Tepat 10 January kami menuju pelabuhan Bangsal, melewati sepanjang pesisir keindahan laut Lombok yang luar biasa biru. Sungguh pemandangan yang luar biasa, yang boleh kami nikmati dengan penuh syukur. Kami menemukan beberapa spot yang luar biasa sepanjang perjalanan ini, salah satunya di Pantai Malimbu. Luar biasa indahnya dan sayang untuk di lewatkan. Lombok menyimpan pesonanya yang luar biasa.

Ternyata kami harus melalui pelabuhan Umbak Belek untuk menuju Gili Meno yang adalah tujuan kami yang pertama di Gili’s Island. Gili Meno sungguh luar biasa indah, tenang, ramah dan sunyi. Cocok bagi pasangan muda yang ingin menghabiskan bulan madu yang romantis. Mengelilingi seluruh pulau hanya menghabiskan waktu kurang lebih 1 jam. Dan sepanjang perjalanan, kami dimanjakan dengan pemandangan laut biru yang jernih dan terbentang luas. Kami bisa melihat Gili Trawangan dari sisi Barat dan Gili Air dari sisi Timur. Tuhan sungguh baik, kami boleh mencicipi keindahan ciptaan-Nya yang luar biasa ini.

Kami juga berkesempatan tinggal di Gili Trawangan, dan Gili Air. Dan juga kami melakukan snorkeling di beberapa spot yang indah pada perairan di sekitar ketiga Gili tersebut. Luar biasa fantastisnya perjalanan kami. Sungguh Tuhan teramat baik bagi kami. Kami mendapatkan banyak sekali pengalaman, teman dan tentunya kenikmatan dalam perjalanan cinta kami.

Setelah puas mendatangi Gili’s Island, kami putuskan langsung menuju Bali. Bali, kembali kami melakukan ziarah cinta kami dengan melakukan Kebaktian Minggu di GKPB Jemaat Efrata Buduk di Badung, tempat dimana kami hampir 2 tahun yang lalu (31 January 2011) mengikrarkan janji sehidup semati dihadapan Tuhan dan jemaat pada saat itu. Sungguh kebersamaan yang luar biasa indah dan syahdunya.

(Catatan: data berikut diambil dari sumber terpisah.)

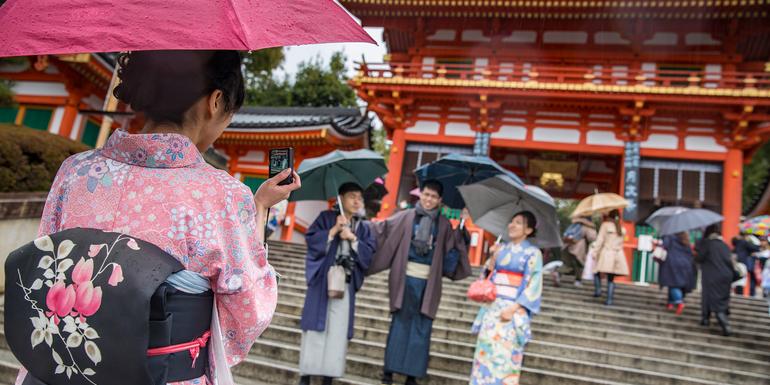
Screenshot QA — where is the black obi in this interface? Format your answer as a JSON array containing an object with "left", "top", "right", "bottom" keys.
[{"left": 5, "top": 228, "right": 214, "bottom": 385}]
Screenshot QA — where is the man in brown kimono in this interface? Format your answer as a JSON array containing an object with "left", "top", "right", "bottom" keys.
[{"left": 367, "top": 180, "right": 471, "bottom": 385}]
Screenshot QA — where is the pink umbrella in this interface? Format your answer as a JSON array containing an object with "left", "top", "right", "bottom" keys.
[{"left": 0, "top": 0, "right": 374, "bottom": 56}]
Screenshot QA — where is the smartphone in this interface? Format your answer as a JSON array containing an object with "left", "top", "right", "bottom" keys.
[{"left": 268, "top": 147, "right": 294, "bottom": 186}]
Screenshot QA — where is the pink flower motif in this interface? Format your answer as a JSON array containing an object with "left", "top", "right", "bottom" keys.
[
  {"left": 126, "top": 238, "right": 139, "bottom": 250},
  {"left": 72, "top": 257, "right": 94, "bottom": 285},
  {"left": 88, "top": 162, "right": 107, "bottom": 179},
  {"left": 107, "top": 263, "right": 123, "bottom": 286},
  {"left": 75, "top": 281, "right": 102, "bottom": 317},
  {"left": 88, "top": 244, "right": 107, "bottom": 258},
  {"left": 45, "top": 281, "right": 76, "bottom": 317}
]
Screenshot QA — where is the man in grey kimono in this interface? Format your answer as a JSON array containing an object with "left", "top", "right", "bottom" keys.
[{"left": 367, "top": 180, "right": 471, "bottom": 385}]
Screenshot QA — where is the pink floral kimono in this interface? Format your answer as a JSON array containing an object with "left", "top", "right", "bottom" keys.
[{"left": 17, "top": 130, "right": 277, "bottom": 385}]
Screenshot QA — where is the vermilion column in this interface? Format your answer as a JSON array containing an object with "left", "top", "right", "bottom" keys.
[
  {"left": 59, "top": 94, "right": 80, "bottom": 138},
  {"left": 377, "top": 128, "right": 406, "bottom": 219},
  {"left": 722, "top": 148, "right": 752, "bottom": 296},
  {"left": 722, "top": 148, "right": 743, "bottom": 244}
]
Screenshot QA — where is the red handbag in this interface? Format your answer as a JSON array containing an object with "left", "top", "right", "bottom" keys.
[{"left": 467, "top": 271, "right": 497, "bottom": 303}]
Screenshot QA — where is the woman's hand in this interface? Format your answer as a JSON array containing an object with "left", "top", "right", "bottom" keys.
[
  {"left": 329, "top": 215, "right": 348, "bottom": 239},
  {"left": 254, "top": 169, "right": 302, "bottom": 243},
  {"left": 254, "top": 168, "right": 302, "bottom": 210},
  {"left": 500, "top": 303, "right": 521, "bottom": 322},
  {"left": 340, "top": 226, "right": 356, "bottom": 242}
]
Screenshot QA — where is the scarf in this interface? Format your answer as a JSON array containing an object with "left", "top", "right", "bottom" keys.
[{"left": 412, "top": 202, "right": 439, "bottom": 255}]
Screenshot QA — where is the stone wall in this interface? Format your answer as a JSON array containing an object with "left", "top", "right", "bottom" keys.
[{"left": 0, "top": 193, "right": 47, "bottom": 292}]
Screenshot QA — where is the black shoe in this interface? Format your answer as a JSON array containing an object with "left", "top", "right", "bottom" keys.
[
  {"left": 604, "top": 282, "right": 615, "bottom": 306},
  {"left": 717, "top": 313, "right": 731, "bottom": 337},
  {"left": 380, "top": 372, "right": 393, "bottom": 385},
  {"left": 594, "top": 274, "right": 602, "bottom": 298}
]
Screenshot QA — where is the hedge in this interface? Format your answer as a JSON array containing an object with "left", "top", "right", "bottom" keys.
[{"left": 0, "top": 124, "right": 89, "bottom": 192}]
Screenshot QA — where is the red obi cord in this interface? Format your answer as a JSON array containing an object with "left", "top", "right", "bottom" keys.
[
  {"left": 147, "top": 331, "right": 211, "bottom": 368},
  {"left": 497, "top": 270, "right": 524, "bottom": 286}
]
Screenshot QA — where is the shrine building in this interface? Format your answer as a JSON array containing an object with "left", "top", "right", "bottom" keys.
[{"left": 341, "top": 0, "right": 770, "bottom": 274}]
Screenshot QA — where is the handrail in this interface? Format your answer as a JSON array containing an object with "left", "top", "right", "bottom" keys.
[{"left": 356, "top": 62, "right": 770, "bottom": 89}]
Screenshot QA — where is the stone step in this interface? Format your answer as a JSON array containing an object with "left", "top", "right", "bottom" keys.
[
  {"left": 279, "top": 284, "right": 770, "bottom": 351},
  {"left": 271, "top": 250, "right": 767, "bottom": 313},
  {"left": 263, "top": 318, "right": 770, "bottom": 385},
  {"left": 230, "top": 342, "right": 631, "bottom": 385},
  {"left": 253, "top": 328, "right": 724, "bottom": 385},
  {"left": 268, "top": 313, "right": 770, "bottom": 374},
  {"left": 272, "top": 268, "right": 770, "bottom": 337},
  {"left": 273, "top": 296, "right": 770, "bottom": 374}
]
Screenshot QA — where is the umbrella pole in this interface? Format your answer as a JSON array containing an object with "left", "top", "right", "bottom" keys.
[
  {"left": 636, "top": 251, "right": 650, "bottom": 286},
  {"left": 96, "top": 61, "right": 120, "bottom": 148}
]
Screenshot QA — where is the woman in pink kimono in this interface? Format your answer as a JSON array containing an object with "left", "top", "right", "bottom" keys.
[{"left": 6, "top": 51, "right": 300, "bottom": 385}]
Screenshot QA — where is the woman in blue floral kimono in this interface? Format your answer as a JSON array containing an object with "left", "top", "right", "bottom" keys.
[{"left": 470, "top": 211, "right": 543, "bottom": 385}]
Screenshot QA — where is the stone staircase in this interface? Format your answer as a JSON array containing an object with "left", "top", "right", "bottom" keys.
[{"left": 0, "top": 242, "right": 770, "bottom": 385}]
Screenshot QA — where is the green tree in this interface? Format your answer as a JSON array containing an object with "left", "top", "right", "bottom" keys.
[
  {"left": 743, "top": 142, "right": 770, "bottom": 213},
  {"left": 243, "top": 47, "right": 291, "bottom": 106},
  {"left": 291, "top": 52, "right": 356, "bottom": 107},
  {"left": 245, "top": 51, "right": 356, "bottom": 107}
]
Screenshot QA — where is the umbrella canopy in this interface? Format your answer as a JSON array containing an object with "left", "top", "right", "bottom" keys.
[
  {"left": 572, "top": 193, "right": 628, "bottom": 218},
  {"left": 458, "top": 174, "right": 562, "bottom": 248},
  {"left": 741, "top": 215, "right": 770, "bottom": 237},
  {"left": 645, "top": 206, "right": 689, "bottom": 232},
  {"left": 660, "top": 209, "right": 724, "bottom": 235},
  {"left": 289, "top": 150, "right": 388, "bottom": 201},
  {"left": 414, "top": 154, "right": 524, "bottom": 209},
  {"left": 0, "top": 0, "right": 374, "bottom": 56}
]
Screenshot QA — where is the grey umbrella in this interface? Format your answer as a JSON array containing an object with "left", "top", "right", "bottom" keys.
[
  {"left": 458, "top": 174, "right": 562, "bottom": 248},
  {"left": 645, "top": 206, "right": 690, "bottom": 232},
  {"left": 660, "top": 209, "right": 724, "bottom": 235}
]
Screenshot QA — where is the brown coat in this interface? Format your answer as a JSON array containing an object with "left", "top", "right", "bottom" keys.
[
  {"left": 366, "top": 209, "right": 471, "bottom": 319},
  {"left": 590, "top": 222, "right": 628, "bottom": 275},
  {"left": 565, "top": 218, "right": 596, "bottom": 265}
]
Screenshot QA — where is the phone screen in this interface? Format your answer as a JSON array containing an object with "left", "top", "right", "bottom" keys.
[{"left": 269, "top": 147, "right": 294, "bottom": 186}]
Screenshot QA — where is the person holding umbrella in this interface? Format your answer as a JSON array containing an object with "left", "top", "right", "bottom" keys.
[
  {"left": 731, "top": 231, "right": 760, "bottom": 297},
  {"left": 695, "top": 224, "right": 735, "bottom": 336},
  {"left": 299, "top": 182, "right": 376, "bottom": 385},
  {"left": 556, "top": 217, "right": 596, "bottom": 286},
  {"left": 5, "top": 51, "right": 300, "bottom": 385},
  {"left": 588, "top": 209, "right": 628, "bottom": 306},
  {"left": 658, "top": 231, "right": 695, "bottom": 315},
  {"left": 470, "top": 211, "right": 543, "bottom": 385},
  {"left": 367, "top": 180, "right": 471, "bottom": 385}
]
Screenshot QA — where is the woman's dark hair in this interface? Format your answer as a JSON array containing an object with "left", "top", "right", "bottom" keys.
[
  {"left": 607, "top": 210, "right": 623, "bottom": 235},
  {"left": 703, "top": 223, "right": 721, "bottom": 238},
  {"left": 337, "top": 182, "right": 364, "bottom": 195},
  {"left": 511, "top": 210, "right": 537, "bottom": 238},
  {"left": 113, "top": 51, "right": 245, "bottom": 125},
  {"left": 420, "top": 179, "right": 444, "bottom": 197}
]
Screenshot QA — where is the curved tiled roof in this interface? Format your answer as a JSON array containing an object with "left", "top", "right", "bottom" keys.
[{"left": 228, "top": 107, "right": 372, "bottom": 136}]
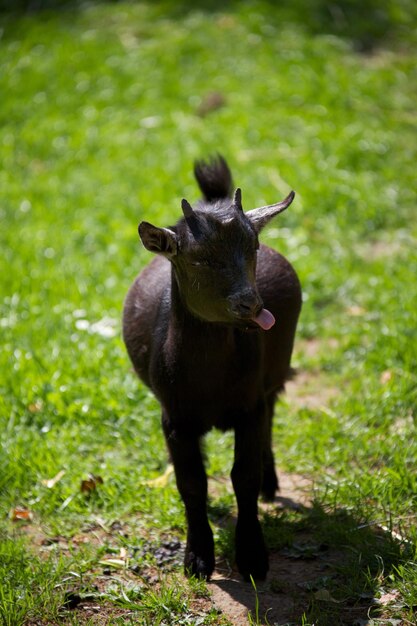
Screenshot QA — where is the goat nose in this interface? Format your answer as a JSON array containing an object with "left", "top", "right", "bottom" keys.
[{"left": 228, "top": 290, "right": 262, "bottom": 318}]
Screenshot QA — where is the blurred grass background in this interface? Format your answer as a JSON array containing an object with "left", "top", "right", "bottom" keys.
[{"left": 0, "top": 0, "right": 417, "bottom": 624}]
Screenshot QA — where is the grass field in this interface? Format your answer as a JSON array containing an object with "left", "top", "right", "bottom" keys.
[{"left": 0, "top": 0, "right": 417, "bottom": 626}]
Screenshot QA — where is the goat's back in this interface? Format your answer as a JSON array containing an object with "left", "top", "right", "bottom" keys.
[{"left": 123, "top": 245, "right": 301, "bottom": 393}]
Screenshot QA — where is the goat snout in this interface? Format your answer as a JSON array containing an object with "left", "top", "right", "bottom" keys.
[{"left": 227, "top": 290, "right": 262, "bottom": 319}]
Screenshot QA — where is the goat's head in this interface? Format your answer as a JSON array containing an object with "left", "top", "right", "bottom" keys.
[{"left": 139, "top": 189, "right": 295, "bottom": 330}]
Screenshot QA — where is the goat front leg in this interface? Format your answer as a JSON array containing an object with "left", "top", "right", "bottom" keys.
[
  {"left": 163, "top": 416, "right": 214, "bottom": 580},
  {"left": 232, "top": 411, "right": 269, "bottom": 580}
]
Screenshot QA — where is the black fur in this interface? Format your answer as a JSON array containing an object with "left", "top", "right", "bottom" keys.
[{"left": 123, "top": 157, "right": 301, "bottom": 579}]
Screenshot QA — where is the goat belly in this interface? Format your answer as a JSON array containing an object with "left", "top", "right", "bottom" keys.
[{"left": 253, "top": 309, "right": 275, "bottom": 330}]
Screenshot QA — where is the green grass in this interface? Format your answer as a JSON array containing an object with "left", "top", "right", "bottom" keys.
[{"left": 0, "top": 0, "right": 417, "bottom": 626}]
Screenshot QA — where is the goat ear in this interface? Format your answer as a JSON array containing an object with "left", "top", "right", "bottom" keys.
[
  {"left": 138, "top": 222, "right": 178, "bottom": 259},
  {"left": 245, "top": 191, "right": 295, "bottom": 233}
]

Masih banyak hal yang telah kami lakukan untuk lebih mengenal dan mencintai lebih dalam masing – masing kami. Kebersamaan yang ada pada kami terkhusus di tempat yang kami cintai dan kami inginkan, adalah hadiah yang luar biasa dari Tuhan bagi kami.

Slideshow ini membutuhkan JavaScript.

Penuh syukur kami panjatkan pada-Mu! Terima kasih untuk pernikahan yang indah ini.

Kasih-Mu Tuhan, sungguh luar biasa, dan itu tidak terbantahkan!